Now we prove the theorem if the function $f(x)$ has one jump discontinuity at the point $x_0$ in some interval of length $2\pi$. Because the function is bounded there exists a $B>0$ with $\vert f(x)\vert\le B$. For any $\varepsilon>0$ there exists a $0<\delta<\pi$ so that $(2\delta)\cdot (2B)^2<\dfrac{\varepsilon}{4}$. We define the function $f_1(x):=f(x)$ on the intervals $x\in [x_0-\pi,x_0-\delta]\cup[x_0+\delta,x_0+\pi]$. On the interval $[x_0-\delta,x_0+\delta]$ the function $f_1(x)$ is the line from the point $(x_0-\delta, f(x_0-\delta))$ to the point $(x_0+\delta, f(x_0+\delta))$. Finally we extend this function to a $2\pi$-periodic function $f_1(x+2\pi)=f_1(x)$. By construction the function $f_1(x)$ is continuous and we obtain
$$\tag{7}{\int_0^{2\pi}\{f_1(x)-f(x)\}^2dx}= {\int_{x_0-\pi}^{x_0+\pi}\{f_1(x)-f(x)\}^2dx}= {\int_{x_0-\delta}^{x_0+\delta}\{f_1(x)-f(x)\}^2dx}\le {\int_{x_0-\delta}^{x_0+\delta}(2B)^2dx}< \dfrac{\varepsilon}{4}.$$
Additionally we determine a $N\in\mathbb N$ so that
$$\int_0^{2\pi}\{f_1(x)-c_{1,n}(x)\}^2dx\le\dfrac{\varepsilon}{4}$$
for $n\ge N$ with the C-sum $c_{1,n}(x)$ of the function $f_1(x)$; mind that the function $f_1(x)$ is continuous. With Bessel's inequality and Minkowski's inequality for integrals (theorem $85.3$, [H$1$]) we get
$$0\le {\sqrt{\int_0^{2\pi}\{f(x)-s_n(x)\}^2dx}}\le {\sqrt{\int_0^{2\pi}\{f(x)-c_{1,n}(x)\}^2dx}}= {\sqrt{\int_0^{2\pi}\{[f(x)-f_1(x)]+[f_1(x)-c_{1,n}(x)]\}^2dx}}\le {\sqrt{\int_0^{2\pi}\{f(x)-f_1(x)\}^2dx}+\sqrt{\int_0^{2\pi}\{f_1(x)-c_{1,n}(x)\}^2dx}}\le {\sqrt{\dfrac{\varepsilon}{4}}+\sqrt{\dfrac{\varepsilon}{4}}}=\sqrt{\varepsilon}.$$
We square these inequalities and Parseval's equality is proven for a function with only one jump discontinuity.

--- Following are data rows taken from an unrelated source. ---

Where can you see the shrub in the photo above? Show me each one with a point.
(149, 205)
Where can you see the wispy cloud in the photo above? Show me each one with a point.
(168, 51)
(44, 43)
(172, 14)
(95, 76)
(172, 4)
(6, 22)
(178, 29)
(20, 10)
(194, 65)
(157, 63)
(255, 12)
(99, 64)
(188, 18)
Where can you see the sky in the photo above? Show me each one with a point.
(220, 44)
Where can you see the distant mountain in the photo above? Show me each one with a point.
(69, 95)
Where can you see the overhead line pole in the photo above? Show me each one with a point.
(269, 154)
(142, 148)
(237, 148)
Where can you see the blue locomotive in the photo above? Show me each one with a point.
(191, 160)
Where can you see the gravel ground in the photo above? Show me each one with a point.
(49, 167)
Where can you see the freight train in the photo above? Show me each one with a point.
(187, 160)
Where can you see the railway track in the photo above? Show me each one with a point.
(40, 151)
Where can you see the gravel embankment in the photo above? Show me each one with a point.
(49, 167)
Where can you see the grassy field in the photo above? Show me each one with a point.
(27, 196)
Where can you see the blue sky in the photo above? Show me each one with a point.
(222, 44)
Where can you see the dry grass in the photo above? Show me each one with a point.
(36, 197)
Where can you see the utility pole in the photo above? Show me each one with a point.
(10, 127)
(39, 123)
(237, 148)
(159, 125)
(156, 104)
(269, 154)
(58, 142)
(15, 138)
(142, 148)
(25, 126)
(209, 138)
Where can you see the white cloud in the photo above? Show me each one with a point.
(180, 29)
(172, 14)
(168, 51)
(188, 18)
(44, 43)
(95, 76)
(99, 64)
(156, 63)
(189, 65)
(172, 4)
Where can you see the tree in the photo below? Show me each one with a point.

We follow these ideas and prove the theorem if the function $f(x)$ is unbounded at a point $x_0$. Because the function $f(x)$ is square-integrable for any $\varepsilon>0$ there exists a $0<\delta<\pi$ such that
$$\tag{8}\int_{x_0-\delta}^{x_0}f^2(x)dx<\dfrac{\varepsilon}{64}.$$
Moreover, there exists a $x_0-\delta\le\xi_1<x_0$ with
$$(x_0-\xi_1)\cdot f^2(\xi_1)<\dfrac{\varepsilon}{64}.$$
Indeed, otherwise we get
$$\int_{0}^{\delta}f^2(x_0-t)dt\ge\int_{0}^{\delta}\dfrac{\varepsilon}{64t}dt\ge\dfrac{\varepsilon}{64},$$
contrary to inequality (8). On the interval $[x_0-\pi,\xi_1]$ we define the function $f_1(x):=f(x)$, and on the interval $[\xi_1,x_0]$ the function $f_1(x)$ is the line from the point $(\xi_1, f(\xi_1))$ to the point $(x_0,0)$. We obtain with Minkowski's inequality
$$0\le {\sqrt{\int_{x_0-\pi}^{x_0}\{f(x)-f_1(x)\}^2dx}}= {\sqrt{\int_{\xi_1}^{x_0}\{f(x)-f_1(x)\}^2dx}}\le {\sqrt{\int_{\xi_1}^{x_0}f^2(x)dx}+\sqrt{\int_{\xi_1}^{x_0}f_1^2(x)dx}}\le {\sqrt{\int_{x_0-\delta}^{x_0}f^2(x)dx}+\sqrt{\dfrac{\varepsilon}{64}}}\le {\sqrt{\dfrac{\varepsilon}{64}}+\sqrt{\dfrac{\varepsilon}{64}}}= \sqrt{\dfrac{\varepsilon}{16}}.$$
Likewise there exists a point $x_0<\xi_2<x_0+\pi$ with
$$\int_{x_0}^{\xi_2}f^2(x)dx\le\dfrac{\varepsilon}{64}$$
and
$$(\xi_2-x_0)\cdot f^2(\xi_2)<\dfrac{\varepsilon}{64}.$$
We extend the function $f_1(x)$ from above. On the interval $[x_0,\xi_2]$ it is the line from the point $(x_0,0)$ to the point $(\xi_2,f(\xi_2))$. On the interval $[\xi_2,x_0+\pi]$ we define $f_1(x):=f(x)$. Finally we extend this function $f_1(x)$ to a $2\pi$-periodic function with $f_1(x+2\pi)=f_1(x)$ and obtain
$$\int_0^{2\pi}\{f^2(x)-f_1^2(x)\}dx\le\dfrac{\varepsilon}{4}.$$
By construction the function $f_1(x)$ is continuous. Therefore we only have to follow the steps after the inequality (7) in order to prove Parseval's equation for a function $f(x)$ that is unbounded at one point.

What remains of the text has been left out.